The Century Foundation published the first report in a new series on college completion. The report’s author, former USED official Bob Shireman, questions the recent push by government officials to have accreditors focus more on student outcomes. The report looks at how government officials have pressed college accreditors to focus more on "student outcomes," quantifiable indicators of knowledge acquired, skills learned, degrees attained, and so on. It then argues that it is not these enumerated outcomes that are the best way to hold colleges accountable, but rather the evidence of student engagement in the curriculum—their papers, written examinations, projects, and presentations—that holds the most promise for spurring improvement in higher education.

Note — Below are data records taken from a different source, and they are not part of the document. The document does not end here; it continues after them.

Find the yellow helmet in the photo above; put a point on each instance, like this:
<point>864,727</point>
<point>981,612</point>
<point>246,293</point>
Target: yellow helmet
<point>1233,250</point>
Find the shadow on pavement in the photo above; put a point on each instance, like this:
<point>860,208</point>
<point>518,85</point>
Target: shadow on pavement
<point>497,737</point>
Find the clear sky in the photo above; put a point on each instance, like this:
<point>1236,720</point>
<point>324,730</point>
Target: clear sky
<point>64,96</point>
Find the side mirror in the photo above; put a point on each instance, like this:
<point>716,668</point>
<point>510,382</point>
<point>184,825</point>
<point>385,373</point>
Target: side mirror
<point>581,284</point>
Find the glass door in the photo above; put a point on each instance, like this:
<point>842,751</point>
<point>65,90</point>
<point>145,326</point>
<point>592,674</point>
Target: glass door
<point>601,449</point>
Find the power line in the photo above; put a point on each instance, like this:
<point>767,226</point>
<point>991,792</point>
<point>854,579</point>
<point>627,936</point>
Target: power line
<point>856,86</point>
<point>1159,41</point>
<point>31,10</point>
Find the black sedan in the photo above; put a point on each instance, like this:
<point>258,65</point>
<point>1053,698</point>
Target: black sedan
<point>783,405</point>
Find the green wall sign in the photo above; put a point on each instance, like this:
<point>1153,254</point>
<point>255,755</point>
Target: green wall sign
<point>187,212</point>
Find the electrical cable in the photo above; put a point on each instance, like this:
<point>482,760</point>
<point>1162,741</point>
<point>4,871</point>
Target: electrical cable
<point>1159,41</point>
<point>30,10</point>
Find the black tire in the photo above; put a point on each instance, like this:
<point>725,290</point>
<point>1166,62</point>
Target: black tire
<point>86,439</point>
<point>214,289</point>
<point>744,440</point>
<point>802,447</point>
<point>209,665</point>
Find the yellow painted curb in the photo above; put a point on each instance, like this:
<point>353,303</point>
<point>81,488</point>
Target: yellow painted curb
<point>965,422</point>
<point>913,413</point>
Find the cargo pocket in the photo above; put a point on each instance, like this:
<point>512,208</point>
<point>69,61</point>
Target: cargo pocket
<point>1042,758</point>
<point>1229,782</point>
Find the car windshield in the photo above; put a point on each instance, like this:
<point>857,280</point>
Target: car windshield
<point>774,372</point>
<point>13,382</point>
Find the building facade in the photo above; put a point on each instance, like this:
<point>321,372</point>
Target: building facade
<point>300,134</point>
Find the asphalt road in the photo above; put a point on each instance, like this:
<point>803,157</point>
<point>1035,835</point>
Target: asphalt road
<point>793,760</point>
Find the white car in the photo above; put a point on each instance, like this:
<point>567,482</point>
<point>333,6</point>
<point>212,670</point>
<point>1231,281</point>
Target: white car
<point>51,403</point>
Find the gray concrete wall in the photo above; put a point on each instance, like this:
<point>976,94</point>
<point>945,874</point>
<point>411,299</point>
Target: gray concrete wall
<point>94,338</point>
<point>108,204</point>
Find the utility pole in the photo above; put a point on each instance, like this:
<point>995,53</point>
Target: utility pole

The National Student Clearinghouse Research Center has released a new state-by-state look at nationwide college completion data that it released in the fall. Although the national completion rate for students who started at four-year public colleges fell 1.7 percentage points to 61.2% between 2008 and 2009, 15 states bucked that trend. Nationally, 32% of two-year college students graduated from a different institution from where they first enrolled; California and Texas were the most extreme examples, with more than 40 % of students doing so. And in 20 states, more than 5% of the starting cohort at four-year public colleges graduated in a different state. In 30 states, the same goes for students who started at four-year private nonprofits.